This is a contributed piece Michael Laurie, vice president product strategy, eSignLive by VASCO

Doing business digitally throughout Europe is set to become easier and more widespread as new regulations and solutions to the market begin to ease transacting across borders. One of the technologies enabling this is electronic signatures. E-signatures help organisations of all sizes across all industries to complete business transactions digitally, anytime, anywhere, on any device, while improving the customer experience.

Analyst firm Forrester Research identified in a May, 2015 report: “Brief: E-Signature Transactions Topped 210 Million in 2014” that markets such as Europe represent a greenfield due to new legislation that promises to promote e-signature adoption across the region. Here are three recent developments facilitating the adoption of e-signatures in Europe.

The new eIDAS regulation in place from 1st July

The game-changer when it comes to e-signature adoption is the EU regulation eIDAS (Electronic Identification and Trust Services for Electronic Transactions in the Internal Market). eIDAS will replace the existing EU Directive on July 1 and provide a regulation that applies across Europe, essentially unifying cross-border recognition of e-identities and e-signatures. This standard for electronic signatures will result in secure and seamless electronic interactions between businesses, citizens and public authorities, transforming a process long blighted by confusion, inconsistencies and poor compliance.

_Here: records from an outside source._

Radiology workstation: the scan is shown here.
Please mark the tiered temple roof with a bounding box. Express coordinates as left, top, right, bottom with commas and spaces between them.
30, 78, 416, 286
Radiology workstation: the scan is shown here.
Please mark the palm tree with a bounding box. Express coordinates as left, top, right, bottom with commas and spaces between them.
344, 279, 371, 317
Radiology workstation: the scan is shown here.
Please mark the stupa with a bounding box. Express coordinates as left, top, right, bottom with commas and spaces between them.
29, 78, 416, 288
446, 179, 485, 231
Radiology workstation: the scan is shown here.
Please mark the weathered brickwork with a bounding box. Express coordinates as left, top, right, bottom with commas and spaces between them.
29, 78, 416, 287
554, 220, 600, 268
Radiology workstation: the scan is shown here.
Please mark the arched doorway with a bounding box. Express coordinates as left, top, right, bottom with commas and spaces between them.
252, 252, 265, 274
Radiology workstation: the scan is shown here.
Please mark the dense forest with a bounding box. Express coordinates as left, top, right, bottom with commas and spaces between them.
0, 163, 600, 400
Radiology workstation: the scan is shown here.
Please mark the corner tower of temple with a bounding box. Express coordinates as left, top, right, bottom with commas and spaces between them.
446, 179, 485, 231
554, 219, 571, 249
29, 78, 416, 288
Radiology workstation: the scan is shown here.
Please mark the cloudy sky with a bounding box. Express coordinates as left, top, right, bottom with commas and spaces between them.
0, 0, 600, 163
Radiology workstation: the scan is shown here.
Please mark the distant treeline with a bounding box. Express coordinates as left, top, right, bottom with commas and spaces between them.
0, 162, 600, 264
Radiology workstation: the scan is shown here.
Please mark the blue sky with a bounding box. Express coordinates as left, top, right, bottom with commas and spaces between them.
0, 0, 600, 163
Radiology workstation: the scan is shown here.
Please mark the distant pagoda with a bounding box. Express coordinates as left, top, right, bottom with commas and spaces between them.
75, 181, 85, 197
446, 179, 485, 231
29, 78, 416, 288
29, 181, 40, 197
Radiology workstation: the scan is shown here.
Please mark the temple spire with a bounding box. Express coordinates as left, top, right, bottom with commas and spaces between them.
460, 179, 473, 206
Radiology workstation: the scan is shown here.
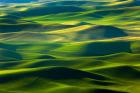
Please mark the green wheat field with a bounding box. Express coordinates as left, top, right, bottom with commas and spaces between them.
0, 0, 140, 93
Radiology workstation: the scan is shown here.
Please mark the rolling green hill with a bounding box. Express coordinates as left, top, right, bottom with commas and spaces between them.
0, 0, 140, 93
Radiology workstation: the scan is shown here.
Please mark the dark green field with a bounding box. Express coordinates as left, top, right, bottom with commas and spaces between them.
0, 0, 140, 93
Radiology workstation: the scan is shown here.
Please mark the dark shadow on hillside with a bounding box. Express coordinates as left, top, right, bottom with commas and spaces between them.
88, 89, 128, 93
6, 6, 85, 18
81, 41, 131, 56
0, 67, 110, 83
75, 25, 128, 41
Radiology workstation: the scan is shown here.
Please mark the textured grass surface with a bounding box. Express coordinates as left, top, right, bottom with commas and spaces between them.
0, 0, 140, 93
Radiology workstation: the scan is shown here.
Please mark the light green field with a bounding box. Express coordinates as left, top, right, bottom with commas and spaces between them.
0, 0, 140, 93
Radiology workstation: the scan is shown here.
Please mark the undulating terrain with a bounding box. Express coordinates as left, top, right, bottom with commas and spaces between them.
0, 0, 140, 93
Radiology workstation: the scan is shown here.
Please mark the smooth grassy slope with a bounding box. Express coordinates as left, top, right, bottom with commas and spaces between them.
0, 0, 140, 93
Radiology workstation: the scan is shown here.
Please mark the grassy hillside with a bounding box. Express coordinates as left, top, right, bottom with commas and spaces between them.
0, 0, 140, 93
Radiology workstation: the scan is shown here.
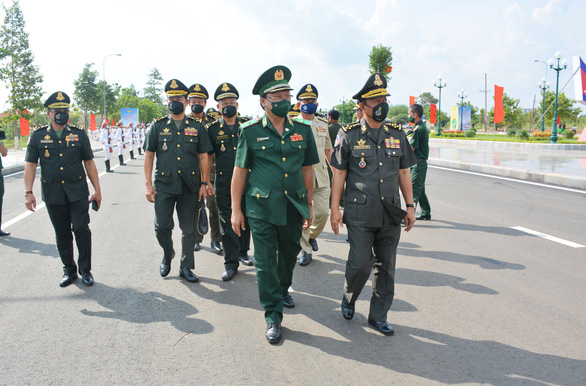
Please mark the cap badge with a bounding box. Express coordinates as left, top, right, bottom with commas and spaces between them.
374, 74, 383, 86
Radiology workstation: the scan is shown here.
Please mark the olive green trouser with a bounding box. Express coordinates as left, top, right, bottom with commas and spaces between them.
248, 204, 303, 323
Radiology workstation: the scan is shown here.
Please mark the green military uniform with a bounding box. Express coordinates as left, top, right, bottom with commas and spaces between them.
331, 74, 416, 322
25, 104, 94, 275
410, 120, 431, 218
144, 110, 211, 269
207, 117, 250, 270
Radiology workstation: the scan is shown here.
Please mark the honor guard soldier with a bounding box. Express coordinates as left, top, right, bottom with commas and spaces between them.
24, 91, 102, 287
207, 83, 253, 281
144, 79, 213, 283
187, 83, 224, 255
297, 83, 333, 266
114, 120, 126, 166
331, 74, 416, 335
100, 121, 114, 173
231, 66, 319, 343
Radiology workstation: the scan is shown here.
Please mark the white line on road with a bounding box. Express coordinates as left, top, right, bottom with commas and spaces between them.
511, 226, 584, 248
428, 165, 584, 193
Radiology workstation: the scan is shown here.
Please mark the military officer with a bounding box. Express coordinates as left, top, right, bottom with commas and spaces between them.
331, 74, 416, 335
100, 121, 114, 173
187, 83, 224, 255
144, 79, 213, 283
24, 91, 102, 287
297, 83, 332, 266
114, 120, 126, 166
231, 66, 319, 343
207, 83, 253, 281
409, 104, 431, 220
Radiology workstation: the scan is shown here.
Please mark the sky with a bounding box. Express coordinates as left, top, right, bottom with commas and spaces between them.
0, 0, 586, 115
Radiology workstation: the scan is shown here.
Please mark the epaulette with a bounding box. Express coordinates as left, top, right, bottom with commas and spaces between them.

While e-signatures have been recognised with the same legally-binding status as handwritten ink, it was each EU member’s different enactments of the directive that presented a problem. End users were often required to support multiple signature creation and verifications to accommodate the lack of applicability across multiple countries, an inconvenience which heavily undermined the original premise of digital communication to be a hassle and red tape-free alternative to paper-based activities.

EU-US Privacy Shield and the GDPR

As businesses move towards transacting completely digitally, data residency is an issue that will only intensify, particularly among regulated industries such as banking, insurance, government and healthcare that rely on safe and secure digital transactions.

The drive for improved data security will also gain momentum in light of the recent repeal of the Safe Harbour Privacy Principles, which allowed European citizens’ personal information from the EU to be sent and stored in US data centres. American firms, including Facebook and Amazon, were able to self-certify that the information they sent would be properly protected, a move that came under fire when it emerged the NSA was regularly accessing their user data, including the NSA’s mass surveillance carried out on technology companies.

A more robust approach to data security is driving both demand and opportunity. With the EU-US Privacy Shield, the successor to the Safe Harbour agreement, awaiting final approval, American companies no longer have a single standard for consumer privacy and data storage in both the US and Europe and the need for providers that meet in-country data residency requirements comes the fore. The scene is set for a solution provider to take the bull by the horns and spearhead the global drive of e-signatures, and crucially extend the reach from beyond the traditional territory of North America.

And with the General Data Protection Regulation (GDPR), the successor to the General Data Protection Directive, going into effect in 2018 with the aim of harmonising data protection regulations across the EU, there will still be restrictions on international data transfers without the proper safeguards in place and without the approval from a supervisory body.